The rising pandemic of obesity in modern society should direct attention to a more comprehensive
approach to abdominal aortic aneurysm (AAA) treatment in the affected population. Although overweight patients
are considered prone to increased surgical risk, studies on the subject did not confirm or specify the risks
Associated comorbidities inevitably lead to a selection bias leaning towards endovascular abdominal aortic repair
(EVAR), as a less invasive treatment option, which makes it hard to single out obesity as an independent risk
factor. The increased technical difficulty often results in prolonged procedure times and increased blood loss.
Several smaller studies and two analyses of national registries, including 7935 patients, highlighted the advantages
of EVAR over open repair (OR) of abdominal aortic aneurysm, especially in morbidly obese population
(relative risk reduction up to 47%).
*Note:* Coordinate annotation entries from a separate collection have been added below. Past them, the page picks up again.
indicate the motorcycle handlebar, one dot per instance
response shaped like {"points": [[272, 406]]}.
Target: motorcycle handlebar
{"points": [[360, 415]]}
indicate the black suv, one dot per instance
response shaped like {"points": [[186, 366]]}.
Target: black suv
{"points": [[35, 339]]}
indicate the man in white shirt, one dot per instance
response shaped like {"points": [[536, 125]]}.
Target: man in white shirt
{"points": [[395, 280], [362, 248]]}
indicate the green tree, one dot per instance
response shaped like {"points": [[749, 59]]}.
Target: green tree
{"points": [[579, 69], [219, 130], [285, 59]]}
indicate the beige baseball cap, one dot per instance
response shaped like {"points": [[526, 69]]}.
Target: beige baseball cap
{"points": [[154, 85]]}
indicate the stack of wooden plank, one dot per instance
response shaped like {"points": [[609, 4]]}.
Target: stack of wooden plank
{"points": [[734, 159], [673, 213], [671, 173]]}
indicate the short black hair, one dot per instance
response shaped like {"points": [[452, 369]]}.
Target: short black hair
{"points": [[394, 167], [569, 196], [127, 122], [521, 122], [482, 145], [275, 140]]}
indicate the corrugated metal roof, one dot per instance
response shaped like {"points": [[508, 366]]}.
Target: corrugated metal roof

On the other hand, two other studies with 1374 patients combined, concluded
that EVAR might not have an advantage over OR in obese patients (P = 0.52). Obesity is an established risk
factor for wound infection after both EVAR and OR, which is associated with longer length of stay, subsequent
major operations, and a higher rate of graft failure. Percutaneous EVAR technique could present a promising
solution to reducing this complication.
EVAR seems like a more feasible treatment option than OR for obese patients with AAA, due to lower overall
morbidity and mortality rates, as well as reduced wound-related complication rates. However, there is a clear lack
of high-quality evidence on the subject, thus future prospective trials are needed to confirm this advantage.